I set the Hydra up in the humi, threw in a few digital hygrometers, and let it run a couple of days to let everything stabilize. The hygrometers all matched, but the Hydra didn't so I used the adjustment knob to match it up. Then I used the +/- buttons to set the Hydra to 69%. It took a few more sessions to get everything matched, but it's all working now.
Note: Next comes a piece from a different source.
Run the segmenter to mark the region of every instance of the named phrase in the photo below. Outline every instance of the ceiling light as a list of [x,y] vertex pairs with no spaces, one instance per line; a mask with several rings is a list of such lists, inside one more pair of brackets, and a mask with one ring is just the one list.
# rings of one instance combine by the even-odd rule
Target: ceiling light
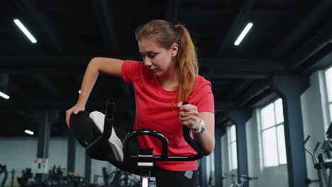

Next I put hygrometers on the top, middle and bottom shelves. There was some variance (about 2-3%), which is where the fans come in. I put one on each shelf and I am satisfied with the results.


----------



## Biyobe-cl (Nov 1, 2007)

I don't know if I'm ready to go that big yet.... but after only about 6 months of aggressively getting into the cigar hobby... my 150 humidor seems full at 75-80..... I soon may have to upgrade and sell what the one I have....


----------



## Tha Criddler (Jul 26, 2007)

Damn Webby I forgot you had all of those Illusione's
You need to hook a brother up on a cg:4
I haven't been able track any down since I found the brand.


----------



## Biyobe-cl (Nov 1, 2007)

Me and my impulse buying... .i'll probably have one by the end of the year  6 months in and my 150ct is full


----------



## kevink868 (Sep 21, 2007)

It's a beautiful piece. Congratulations.


----------



## Biyobe-cl (Nov 1, 2007)

Biyobe said:


> Me and my impulse buying... .i'll probably have one by the end of the year  6 months in and my 150ct is full


Damn... me, crown royal and another RP.... I bought one on ebay and it should probably be here about turkey day  Now to start filling it up  please keep me posted if you see any killer deals  i know i'll be keeping my eyes open :biggrin:


----------